Réponse à l'article de Jean Erich René : Lorsqu'on s'appelle Baker ! daté du 13 août 2005, par Bernard
Miot Cette idéologie nous a valu le désastre duvaliériste. Les noiristes tenants du pouvoir n'ont pas délivré. Au lieu de travailler, comme promis, a relevé l'homme de l'arrière-pays (les masses de paysans et d'ouvriers), ils ont préféré l'abêtir, flattant ses bas instincts et l'initiant à nouveau, comme durant la période d'histoire précédant l'occupation américaine,aux crimes de toutes sortes réitérant mini-génocide contre les mulâtres, tuant et exilant des hommes qui étaient parmi les mieux instruits, les plus patriotes et les plus honnêtes .Déjà, auparavant dans l'histoire d'Haïti, d'autres régimes noiristes ou populistes avaient déjà commis des mini-génocides contre les mulâtres, tels les gouvernements de Soulouque, de Salnave, de Salomon, de Nord Alexis, de Domingue et de Villebrun Guilaume Sam et j'en passe. Après avoir fait le tour et le contour de l'histoire d'Haïti, les vils propos de Jean Erich René n'arriveront pas ébranler les gens à peau clair qu'il ose appeler « fils de corsaires et d'anciens colons ». Ingrat! Mille fois ingrat! Il veut nous faire oublier que les 3/4 ( 17 sur 23 ) des Généraux, fondateurs de la nation haïtienne, furent mulâtres et donc, fils de colons. Et puis, qu'on ne vienne pas me dire qu'après avoir eu le pouvoir presqu'absolu pendant au moins 100 ans sur 200 ans d'histoire, incluant tout le demi-siècle passé, que les noiristes au pouvoir ne se soient pas suffisamment enrichis pour former aux côtes « des fils de colons » une classe de riches encore plus nombreuse. Sauf qu'après avoir procédé à la prédation des deniers publics, ils entassent leur fortune en banque étrangère. De ce procédé, il en découle que la majorité des grandes maisons d'affaires, magasins, industries, hôtels, banques sont des investissements imputés à la bourgeoisie mulâtre. Ils constituent donc la minorité visible pour deux raisons: de part leur couleur et aussi de part leur succès dans les affaires économiques.

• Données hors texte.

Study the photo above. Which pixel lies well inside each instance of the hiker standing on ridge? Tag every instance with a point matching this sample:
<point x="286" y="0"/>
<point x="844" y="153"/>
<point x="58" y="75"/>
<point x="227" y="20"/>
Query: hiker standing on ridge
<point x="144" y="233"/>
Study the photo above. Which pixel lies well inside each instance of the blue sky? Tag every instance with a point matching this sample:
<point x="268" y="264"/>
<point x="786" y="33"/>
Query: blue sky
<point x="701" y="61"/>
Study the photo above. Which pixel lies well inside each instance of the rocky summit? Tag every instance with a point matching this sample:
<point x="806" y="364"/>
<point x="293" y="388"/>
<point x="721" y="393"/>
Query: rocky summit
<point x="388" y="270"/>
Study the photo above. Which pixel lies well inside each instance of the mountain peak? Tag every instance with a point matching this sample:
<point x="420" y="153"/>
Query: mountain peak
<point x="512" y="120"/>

Tandis que les autres qui auraient du être plus cossus, puisque ayant dilapidé les deniers publiques avec plus d'appétit, n'investissent pas autant. Ce qui a fini par créer une disparité qui, en réalité, n'aurait pas du exister. Il semble d'après Jean Erich René qu'il faille punir les fils de colons parce qu'ils ont au moins donner du travail à leurs frères haïtiens. De plus,avant le passage de lavalas au pouvoir, il aurait pu
nous parler des pauvres nègres dont les pères sont en Afrique il n'auront donc
rien. Mais, après lavalas, il ne peut pas nous croire avoir si courte mémoire.
On a assisté à un pillage et une corruption pires que sous n'importe quel
gouvernement où la bourgeoisie mulâtre ou noire fut au pouvoir. Tout haïtien
ayant un minimum de probité devrait reconnaître que les noiristes ont échoué.
Durant le demi-siècle écoulé, puisqu'ils ne sont pas partis de la vérité et
n'ont utilisé qu'une idéologie démagogique, ils ont desservi le peuple
haïtien.
Si l'on ne reconnaît pas les erreurs du passé, on ne saurait faire mieux à
l'avenir. Alors, pourquoi toujours vouloir rejeter la responsabilité de
l'état d'Haïti sur les « fils de colons » qui donnent au moins du travail
et, qui en auraient donné davantage s'ils n'étaient pas entravés par des
politiques négatives et destructrices. Nos écoles, universités et hôpitaux
auraient aujourd'hui été mieux équipés si cette politique démagogique n'eut
pas existée. Réveillez-vous peuple haïtien? Ne vous laissez pas abêtir par
les malins qui vous induisent en erreur pour pouvoir s'enrichir à vos dépens.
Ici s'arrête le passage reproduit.